都道府県別新型コロナ感染者数のポアソン回帰分析を何度か実施した。(2020年12月11日など)
この統計分析モデルで使われるポアソン分布とは、2項分布(感染する確率と感染しない確率の2項)をn人に適用したモデルにおいて、感染する確率を非常に小さく、nを非常に大きくした場合の極限分布として得られるもので、希少事象に適用できるので疫学研究によく使われている。
では、都道府県別新型コロナ感染者数の場合、実際にはどう考えればいいのか。

ポアソン分布で前提としているのは、感染率が都道府県に拠らず一定ということである。
この場合、仮に47都道府県の人口がすべて同じであれば、感染者数も同一というのが決定論であり、統計論では、神のみぞ知る、或いは未知の条件の影響により、感染者数は人口が同じでも都道府県ごとに異なるが、その分布がポアソン分布に従い、その平均値が人口×感染率になる。

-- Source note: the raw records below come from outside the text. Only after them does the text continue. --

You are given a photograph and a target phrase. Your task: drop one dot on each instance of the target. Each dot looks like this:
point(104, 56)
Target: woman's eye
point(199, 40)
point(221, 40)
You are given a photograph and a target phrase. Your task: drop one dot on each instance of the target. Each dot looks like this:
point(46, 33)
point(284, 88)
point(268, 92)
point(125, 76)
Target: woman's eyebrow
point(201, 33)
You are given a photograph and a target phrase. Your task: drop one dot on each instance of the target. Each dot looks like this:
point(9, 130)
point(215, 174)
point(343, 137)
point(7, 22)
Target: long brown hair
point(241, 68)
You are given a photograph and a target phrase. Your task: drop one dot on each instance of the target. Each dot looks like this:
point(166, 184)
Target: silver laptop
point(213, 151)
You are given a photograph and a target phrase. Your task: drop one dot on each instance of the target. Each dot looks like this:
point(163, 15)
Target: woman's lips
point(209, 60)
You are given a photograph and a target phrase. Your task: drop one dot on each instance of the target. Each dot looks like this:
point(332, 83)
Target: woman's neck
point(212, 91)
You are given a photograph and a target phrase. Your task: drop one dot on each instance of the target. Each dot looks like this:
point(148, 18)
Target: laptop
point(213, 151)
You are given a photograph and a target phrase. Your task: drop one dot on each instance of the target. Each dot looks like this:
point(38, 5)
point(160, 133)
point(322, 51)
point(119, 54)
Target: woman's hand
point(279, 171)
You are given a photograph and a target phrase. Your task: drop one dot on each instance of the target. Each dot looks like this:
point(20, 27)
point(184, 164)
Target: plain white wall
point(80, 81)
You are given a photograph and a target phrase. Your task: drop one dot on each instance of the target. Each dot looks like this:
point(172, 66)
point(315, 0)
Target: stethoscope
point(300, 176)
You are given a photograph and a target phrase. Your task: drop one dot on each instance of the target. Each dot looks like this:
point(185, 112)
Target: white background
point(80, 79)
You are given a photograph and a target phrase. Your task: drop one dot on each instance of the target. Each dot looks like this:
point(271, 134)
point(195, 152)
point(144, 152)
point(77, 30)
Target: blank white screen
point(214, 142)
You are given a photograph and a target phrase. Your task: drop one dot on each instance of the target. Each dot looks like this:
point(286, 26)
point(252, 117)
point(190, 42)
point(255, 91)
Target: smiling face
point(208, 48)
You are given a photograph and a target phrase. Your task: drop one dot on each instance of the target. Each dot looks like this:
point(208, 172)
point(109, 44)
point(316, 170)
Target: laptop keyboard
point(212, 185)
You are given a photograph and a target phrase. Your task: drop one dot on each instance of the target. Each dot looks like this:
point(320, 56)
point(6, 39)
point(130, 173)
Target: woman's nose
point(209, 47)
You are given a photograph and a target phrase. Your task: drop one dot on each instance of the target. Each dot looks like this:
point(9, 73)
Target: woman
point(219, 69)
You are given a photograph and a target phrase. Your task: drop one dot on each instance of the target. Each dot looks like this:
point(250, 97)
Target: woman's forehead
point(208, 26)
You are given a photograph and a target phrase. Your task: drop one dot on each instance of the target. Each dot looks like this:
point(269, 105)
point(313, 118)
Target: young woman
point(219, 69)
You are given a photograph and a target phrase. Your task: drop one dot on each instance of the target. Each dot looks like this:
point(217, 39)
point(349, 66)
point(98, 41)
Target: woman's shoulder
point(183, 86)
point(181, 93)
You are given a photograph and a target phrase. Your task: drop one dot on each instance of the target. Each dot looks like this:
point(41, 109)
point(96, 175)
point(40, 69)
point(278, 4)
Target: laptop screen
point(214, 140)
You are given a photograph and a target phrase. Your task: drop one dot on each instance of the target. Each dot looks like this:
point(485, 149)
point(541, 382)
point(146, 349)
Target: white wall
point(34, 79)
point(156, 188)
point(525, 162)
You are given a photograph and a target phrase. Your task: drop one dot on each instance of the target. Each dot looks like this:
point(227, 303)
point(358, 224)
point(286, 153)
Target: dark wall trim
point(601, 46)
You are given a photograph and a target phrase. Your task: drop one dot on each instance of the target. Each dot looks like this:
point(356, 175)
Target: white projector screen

実際には、都道府県ごとに人口が異なるので、ポアソン回帰分析では感染者数を人口で割った値を対象に分析し、人口はオフセット項と呼ばれ、感染率に対する回帰解析結果を感染者数に戻すときに用いられる。
ところで、都道府県が1つだけだったらどうなるのか。
この場合には、データは一件だけである。その感染者数は人口に対しある値であり、それが単に観測された感染率だというだけで、分布というものはないことになる。しかし、それでも日ごとに感染者数は異なるはずで、それがポアソン分布すると考えることができる。
その場合、統計的な平均感染率λは、人口×日(複数の観測期間)という値(暴露量と呼ぶらしい)に対し、λ/日として定義しなおし、複数の期間ごと(複数の異なる一日でもよいが)の感染者数を対象に回帰分析を行えば得られることになる。